Not that there is nothing to make you squirm. Gideon Barnett’s inkjet prints of Miami sites and citizens are as shiny, seductive, and as patiently scrutinized as a Northern Renaissance painting—Hieronymus Bosch comes to mind—and like a Bosch, almost more detailed than you care to see. To create these seemingly observed images the artist takes a series of photographs that are then digitally stitched into tableaux. His image of a homeless man asleep on a low stone wall is equally enticing and disturbing, the work of a master voyeur. And I confess some discomfort with Sinisa Kukec’s “That which makes you stronger …will most likely kill us” (2012), an ominous title that is preparation for an edgy sculpture.  It’s an upholstered pair of tilting high-backed chairs tottering on the aforementioned pavers, here partially covered with a thick, gross and glittery black epoxy anchoring the sculpture. For a more neutral if still telling take on Miami, there is Bhakti Baxter’s overarching work, a gallery-long and a gallery-high wall installation of paintings on earth-toned sheets of paper.  Pictured are many of the most familiar canonic artifacts of lost and plundered civilizations, randomly placed between and among blank sheets. The anthropomorphic specimens, from pre-Columbian effigy vessels to a Sepik River mask, underline the presence in this showcase of items from the material culture of our place and time.

Some of the artworks have no Miami reference. Moira Holohan’s 3-channel video, an arresting black and white work of intersecting phantom images and quickly moving abstractions could have come from anywhere, and might have been made anytime. Her vision is timeless, as is that of Odalis Valdivieso. The process here is everything, the purposeful manipulation of photography, printing, scanning, painting, and folding. At the end, the original image or theme or meaning is long lost, giving way to the small and handsome retro-looking abstractions we see.  We are back to 2013 and the 305 with the works of Loriel Beltran, whose series of five related pieces, all of them oil paintings on found posters on panels, occupy the diminished spaces of the arcades. It’s a lively group, especially those with remnants of their original luxe images, now defaced with splashes of color. The “them-and-us” mind-set continues in Beltran’s two sculptural works, both of which remark on the use of granite as a key status symbol in the bathrooms and kitchens of Miami’s pricier homes. Looking like funeral steles, the structures are built tall of differing sections and types of the stone obviously pre-cut for other uses. They become shaky monuments to South Florida’s building excesses, and subsequent foreclosures.

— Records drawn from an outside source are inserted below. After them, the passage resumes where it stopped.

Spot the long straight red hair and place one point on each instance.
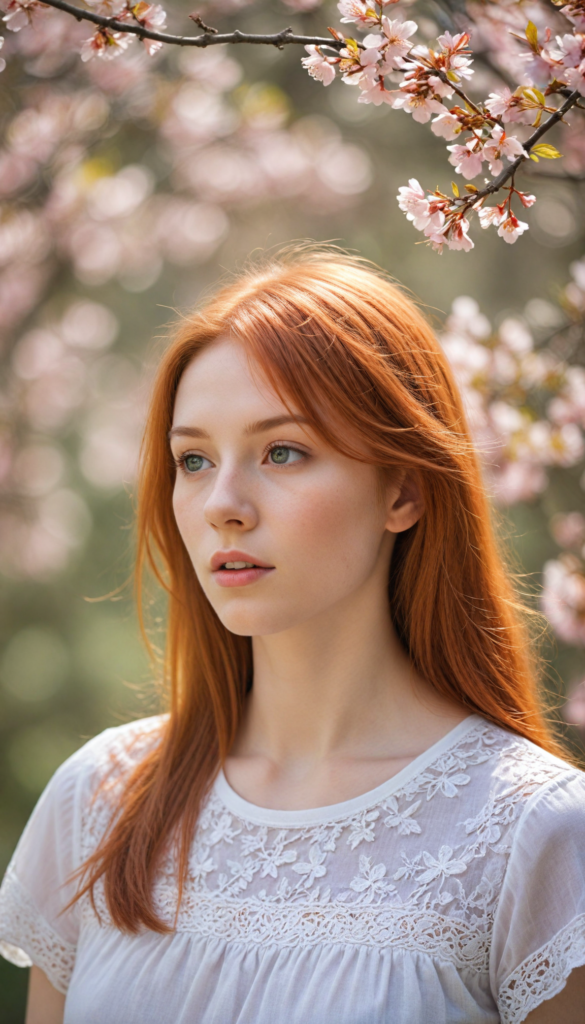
(333, 335)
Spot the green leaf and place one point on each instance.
(532, 35)
(546, 151)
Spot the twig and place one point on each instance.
(462, 95)
(209, 38)
(510, 170)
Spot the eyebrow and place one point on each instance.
(258, 427)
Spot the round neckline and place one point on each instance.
(333, 812)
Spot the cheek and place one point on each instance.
(336, 526)
(186, 512)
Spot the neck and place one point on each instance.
(339, 686)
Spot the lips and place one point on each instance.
(252, 570)
(219, 559)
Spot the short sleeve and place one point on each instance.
(539, 929)
(34, 926)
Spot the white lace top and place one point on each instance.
(452, 894)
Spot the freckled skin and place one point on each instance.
(319, 520)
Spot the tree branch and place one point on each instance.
(280, 39)
(510, 170)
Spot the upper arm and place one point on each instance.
(35, 927)
(568, 1007)
(539, 930)
(45, 1005)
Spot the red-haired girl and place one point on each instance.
(352, 811)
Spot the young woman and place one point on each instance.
(353, 811)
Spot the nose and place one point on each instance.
(228, 504)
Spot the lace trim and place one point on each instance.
(543, 975)
(253, 922)
(28, 939)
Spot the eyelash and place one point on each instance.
(179, 462)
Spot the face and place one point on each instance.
(280, 527)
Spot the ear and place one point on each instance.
(404, 500)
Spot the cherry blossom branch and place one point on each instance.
(463, 95)
(509, 171)
(209, 38)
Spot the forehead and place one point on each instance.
(222, 384)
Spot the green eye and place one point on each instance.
(193, 463)
(281, 455)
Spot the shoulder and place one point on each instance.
(528, 782)
(103, 762)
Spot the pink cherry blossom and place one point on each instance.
(509, 107)
(447, 125)
(500, 145)
(511, 228)
(110, 8)
(420, 107)
(574, 12)
(467, 159)
(563, 598)
(398, 34)
(106, 44)
(418, 208)
(440, 87)
(356, 11)
(492, 215)
(320, 67)
(374, 90)
(459, 238)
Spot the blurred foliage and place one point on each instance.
(71, 666)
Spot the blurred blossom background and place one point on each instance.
(127, 189)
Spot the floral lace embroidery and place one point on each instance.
(370, 878)
(375, 878)
(21, 924)
(544, 974)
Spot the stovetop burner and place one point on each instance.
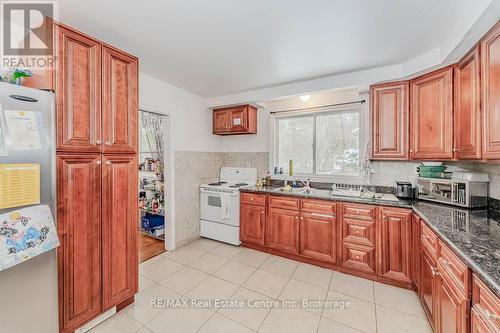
(238, 185)
(217, 184)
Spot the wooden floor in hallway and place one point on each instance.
(149, 247)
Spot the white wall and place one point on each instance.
(190, 121)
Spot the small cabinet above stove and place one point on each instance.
(239, 119)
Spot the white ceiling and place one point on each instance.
(221, 47)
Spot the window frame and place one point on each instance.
(314, 113)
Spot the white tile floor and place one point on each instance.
(205, 270)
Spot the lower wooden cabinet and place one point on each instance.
(394, 247)
(79, 228)
(451, 306)
(427, 291)
(485, 308)
(283, 230)
(119, 229)
(318, 236)
(415, 234)
(252, 224)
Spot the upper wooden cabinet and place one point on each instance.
(119, 228)
(83, 65)
(395, 244)
(241, 119)
(78, 92)
(490, 74)
(389, 116)
(431, 116)
(467, 99)
(119, 101)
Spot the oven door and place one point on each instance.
(211, 207)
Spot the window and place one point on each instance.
(324, 143)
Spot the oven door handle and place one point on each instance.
(218, 192)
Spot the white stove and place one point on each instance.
(220, 204)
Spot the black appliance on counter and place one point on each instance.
(404, 190)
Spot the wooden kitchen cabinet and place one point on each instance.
(120, 106)
(468, 120)
(78, 92)
(119, 228)
(452, 293)
(490, 86)
(241, 119)
(485, 308)
(359, 238)
(389, 115)
(415, 251)
(395, 245)
(283, 230)
(431, 116)
(427, 291)
(79, 229)
(318, 236)
(252, 224)
(97, 193)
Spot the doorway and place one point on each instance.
(152, 195)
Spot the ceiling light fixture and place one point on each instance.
(305, 98)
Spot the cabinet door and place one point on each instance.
(428, 285)
(468, 107)
(478, 324)
(283, 230)
(416, 234)
(79, 228)
(119, 101)
(451, 307)
(431, 121)
(389, 109)
(252, 224)
(490, 72)
(119, 232)
(238, 119)
(221, 121)
(395, 244)
(78, 92)
(318, 236)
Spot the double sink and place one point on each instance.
(337, 193)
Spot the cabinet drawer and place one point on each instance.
(253, 199)
(364, 212)
(454, 267)
(429, 240)
(284, 202)
(487, 304)
(318, 206)
(359, 231)
(358, 257)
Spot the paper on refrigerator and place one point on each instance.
(24, 129)
(26, 233)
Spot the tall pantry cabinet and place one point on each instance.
(97, 109)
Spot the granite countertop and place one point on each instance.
(474, 235)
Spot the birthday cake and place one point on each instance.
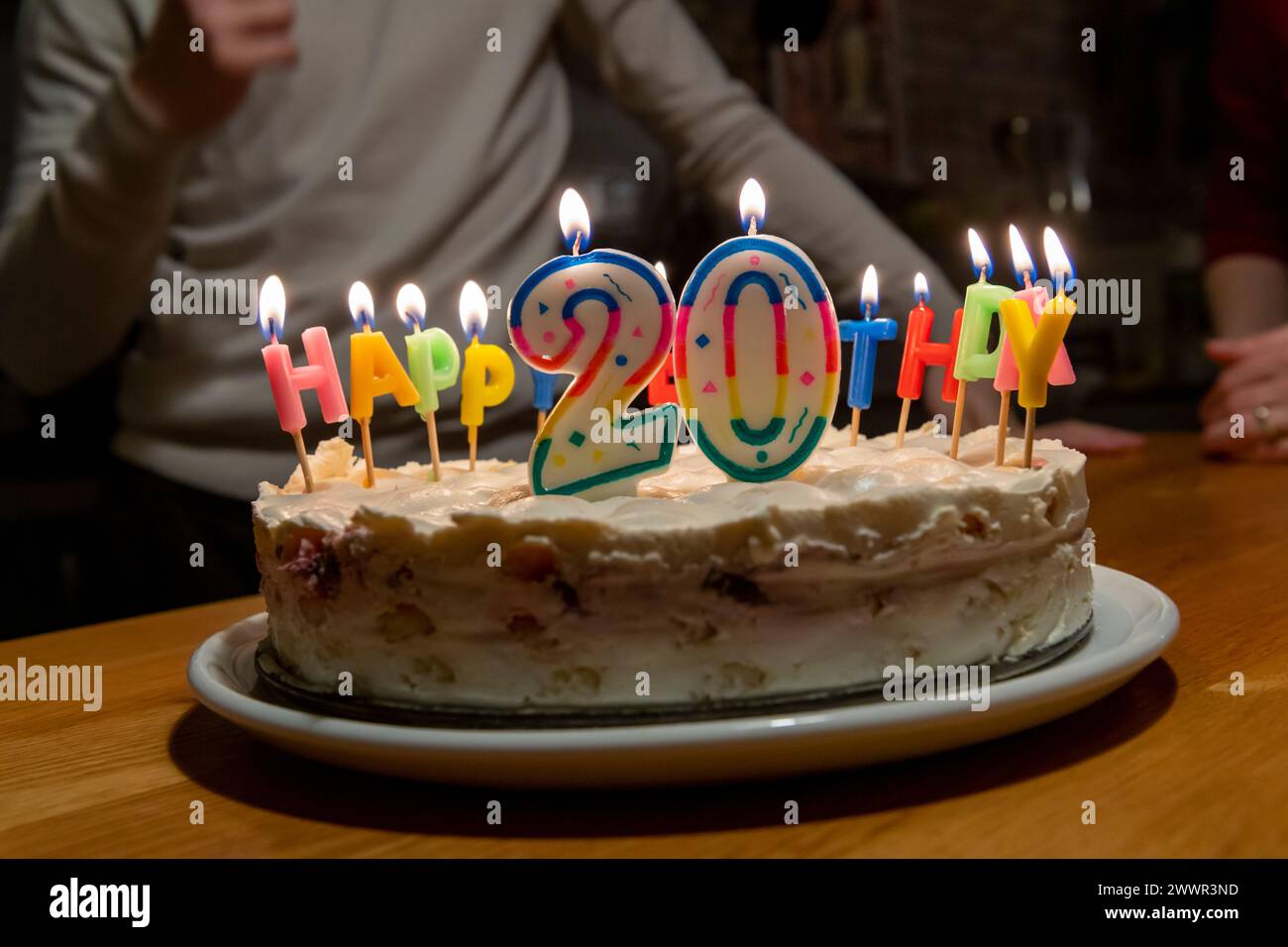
(472, 591)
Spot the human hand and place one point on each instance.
(1096, 440)
(189, 93)
(1252, 386)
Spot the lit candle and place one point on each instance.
(287, 381)
(661, 389)
(756, 352)
(374, 369)
(980, 308)
(864, 334)
(433, 363)
(1035, 346)
(604, 317)
(487, 377)
(918, 354)
(1008, 377)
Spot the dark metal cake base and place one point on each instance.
(282, 684)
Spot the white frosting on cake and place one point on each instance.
(716, 587)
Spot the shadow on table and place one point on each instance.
(223, 758)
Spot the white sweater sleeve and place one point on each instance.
(90, 195)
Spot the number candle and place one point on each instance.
(918, 352)
(759, 379)
(374, 369)
(604, 317)
(287, 381)
(1008, 377)
(433, 363)
(1035, 346)
(974, 359)
(487, 377)
(661, 389)
(542, 394)
(863, 361)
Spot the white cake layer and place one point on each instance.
(475, 591)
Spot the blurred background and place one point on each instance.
(1107, 147)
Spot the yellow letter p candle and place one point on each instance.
(374, 369)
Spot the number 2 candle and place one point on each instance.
(605, 317)
(756, 352)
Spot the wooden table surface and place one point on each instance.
(1175, 763)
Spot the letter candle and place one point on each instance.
(287, 381)
(1008, 377)
(433, 363)
(661, 389)
(918, 352)
(974, 359)
(1035, 346)
(604, 317)
(864, 334)
(374, 369)
(487, 377)
(733, 334)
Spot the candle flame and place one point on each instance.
(1020, 258)
(271, 308)
(574, 219)
(361, 305)
(751, 205)
(982, 262)
(868, 292)
(473, 309)
(1057, 261)
(411, 305)
(919, 287)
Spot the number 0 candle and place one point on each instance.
(287, 381)
(605, 317)
(756, 352)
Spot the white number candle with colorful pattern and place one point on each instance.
(756, 352)
(606, 318)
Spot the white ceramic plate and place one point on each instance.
(1133, 622)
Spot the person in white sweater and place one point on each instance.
(140, 155)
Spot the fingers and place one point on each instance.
(1247, 399)
(1250, 440)
(1225, 351)
(1261, 365)
(243, 55)
(1093, 438)
(246, 35)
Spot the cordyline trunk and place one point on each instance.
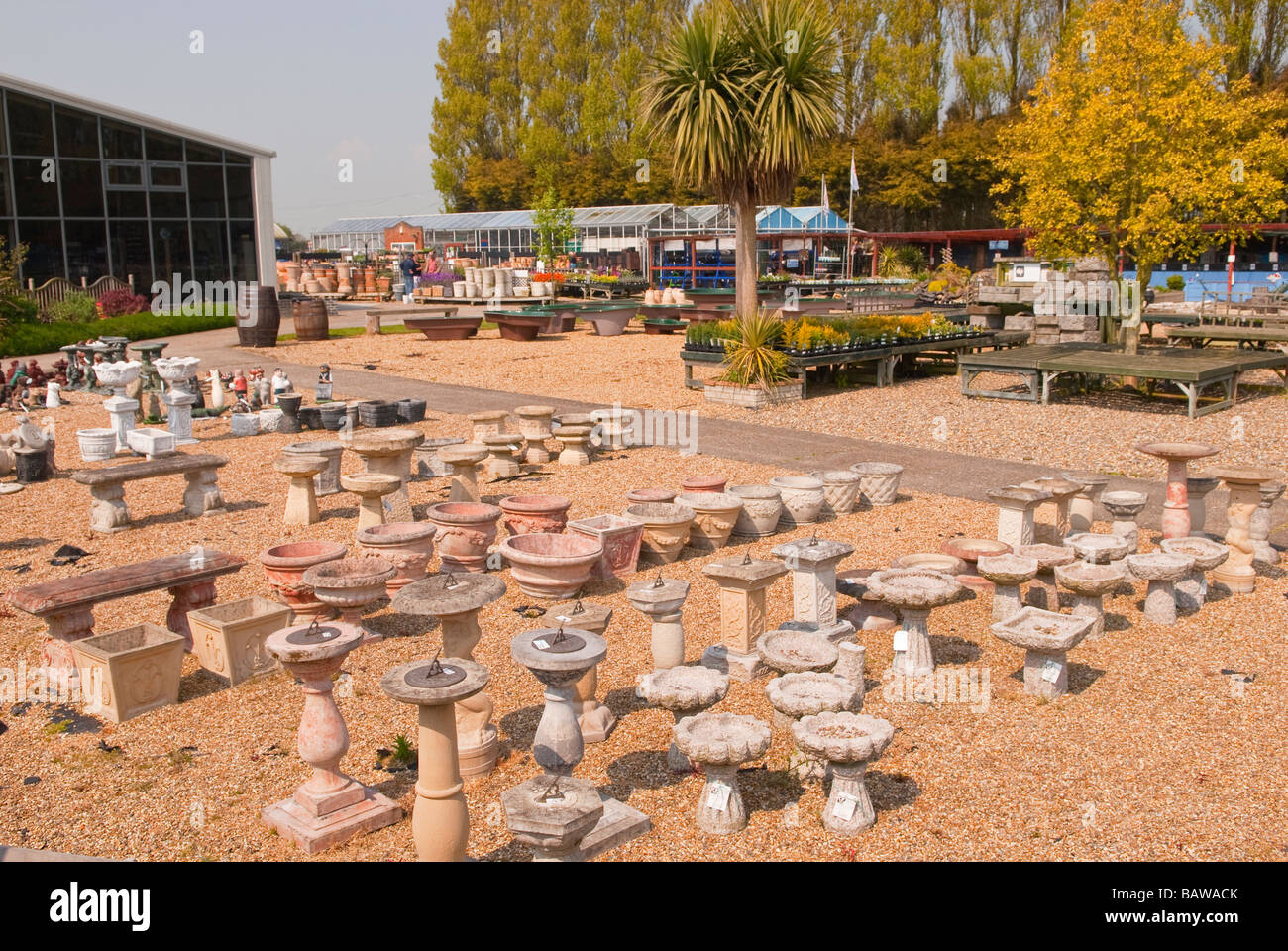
(745, 251)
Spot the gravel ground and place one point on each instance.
(1089, 432)
(1155, 753)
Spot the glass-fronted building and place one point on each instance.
(98, 191)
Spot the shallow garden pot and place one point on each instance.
(97, 445)
(761, 508)
(406, 545)
(130, 671)
(284, 566)
(666, 528)
(618, 538)
(803, 499)
(244, 424)
(524, 514)
(550, 566)
(713, 518)
(228, 639)
(840, 489)
(880, 483)
(465, 531)
(151, 442)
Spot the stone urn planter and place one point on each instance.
(406, 545)
(284, 566)
(619, 539)
(228, 639)
(97, 445)
(465, 531)
(130, 672)
(761, 508)
(550, 566)
(524, 514)
(713, 517)
(666, 528)
(840, 489)
(880, 482)
(803, 499)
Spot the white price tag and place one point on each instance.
(845, 806)
(717, 796)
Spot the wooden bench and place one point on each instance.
(107, 486)
(67, 604)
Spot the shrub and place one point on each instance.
(75, 308)
(123, 302)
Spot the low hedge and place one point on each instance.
(22, 339)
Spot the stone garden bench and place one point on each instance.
(67, 604)
(107, 486)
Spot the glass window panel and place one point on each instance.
(130, 253)
(44, 243)
(121, 141)
(240, 202)
(165, 175)
(245, 264)
(82, 188)
(31, 125)
(127, 205)
(35, 198)
(206, 191)
(77, 134)
(197, 153)
(210, 251)
(86, 251)
(170, 252)
(167, 204)
(163, 149)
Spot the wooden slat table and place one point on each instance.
(67, 604)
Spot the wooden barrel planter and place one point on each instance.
(310, 321)
(262, 320)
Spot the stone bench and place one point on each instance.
(107, 486)
(67, 604)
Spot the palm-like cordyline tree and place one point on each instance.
(743, 89)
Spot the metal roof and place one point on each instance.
(102, 108)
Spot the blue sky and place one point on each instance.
(316, 81)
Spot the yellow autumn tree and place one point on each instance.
(1133, 141)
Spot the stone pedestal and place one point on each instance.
(661, 600)
(330, 808)
(179, 416)
(812, 565)
(742, 615)
(1016, 508)
(121, 411)
(439, 819)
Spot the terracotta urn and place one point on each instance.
(406, 545)
(803, 499)
(550, 566)
(666, 528)
(465, 531)
(713, 517)
(523, 514)
(284, 566)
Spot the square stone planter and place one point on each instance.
(132, 671)
(228, 639)
(751, 397)
(619, 539)
(151, 442)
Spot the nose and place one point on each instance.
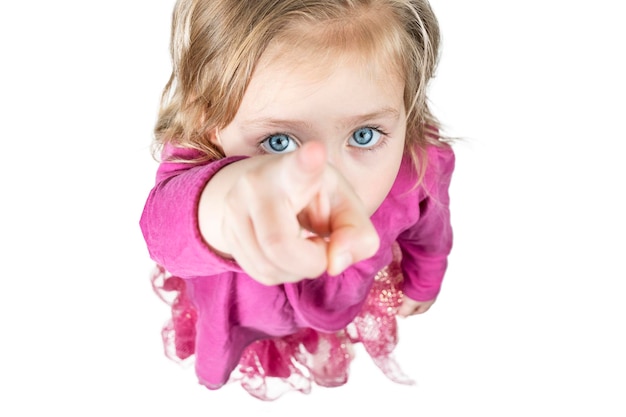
(333, 152)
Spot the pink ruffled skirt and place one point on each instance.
(269, 368)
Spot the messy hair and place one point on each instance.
(216, 44)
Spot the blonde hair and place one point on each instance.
(216, 44)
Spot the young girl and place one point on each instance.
(302, 197)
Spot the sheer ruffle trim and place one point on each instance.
(269, 368)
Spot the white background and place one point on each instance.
(531, 320)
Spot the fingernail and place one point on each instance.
(342, 261)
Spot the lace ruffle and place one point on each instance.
(269, 368)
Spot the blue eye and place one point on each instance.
(365, 137)
(279, 143)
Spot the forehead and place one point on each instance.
(372, 43)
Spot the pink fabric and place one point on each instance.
(232, 311)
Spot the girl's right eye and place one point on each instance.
(278, 143)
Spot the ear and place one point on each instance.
(214, 138)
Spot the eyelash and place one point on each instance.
(381, 143)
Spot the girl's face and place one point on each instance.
(357, 112)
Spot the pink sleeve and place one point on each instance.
(426, 246)
(169, 221)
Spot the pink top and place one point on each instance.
(234, 310)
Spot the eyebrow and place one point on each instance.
(348, 122)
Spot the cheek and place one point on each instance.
(374, 186)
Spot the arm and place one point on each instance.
(426, 246)
(169, 221)
(253, 210)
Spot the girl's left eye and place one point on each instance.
(365, 137)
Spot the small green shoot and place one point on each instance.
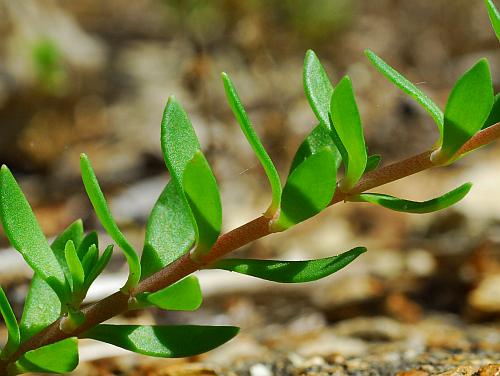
(290, 271)
(348, 133)
(254, 141)
(101, 208)
(467, 109)
(429, 206)
(164, 341)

But surely the most Miami-like happening in the show has evolved as a result of Tom Scicluna’s “Public Sculpture” (2012), a work that features two actual Metro-owned bicycle racks, borrowed with all the correct procedures and paperwork from county officials. They were placed inside the MAM lobby for the length of the show.  The idea was to have the riders rack their bikes in the museum rather than outside on the plaza, thus bringing in some bike riders who never before entered the museum. To their benefit, it was also a chance to have their bikes actually secured, for the outside racks were usually overstocked, and under-policed. But then more racks appeared on the plaza, so the artwork lost part of its impact and most of its mass.

It’s not the first time the museum and the county went their individual ways. MAM started out in 1984 as the Center for the Fine Arts, a county-owned kunsthalle not much interested in local artists. When the institution became a private, collecting entity (the county still owns the building) and took the city’s name as the Miami Art Museum in the mid-90s, that attitude changed. MAM inaugurated a New Work gallery space to showcase projects of one or two artists, and many of those installations were by such locals as Barbara Neijna, José Bedia, Robert Chambers, and Glexis Novoa.  After the gallery disappeared following a renovation of the museum, the New Work designation stuck. It signals that attention is being paid to our own, at least to those artists living/working in town. This New Work iteration has only two artists born here. Still, it appears that it doesn’t take long to catch the crazy spirit of Miami, to mimic it, to celebrate it, to satirize it and, or, to ignore it.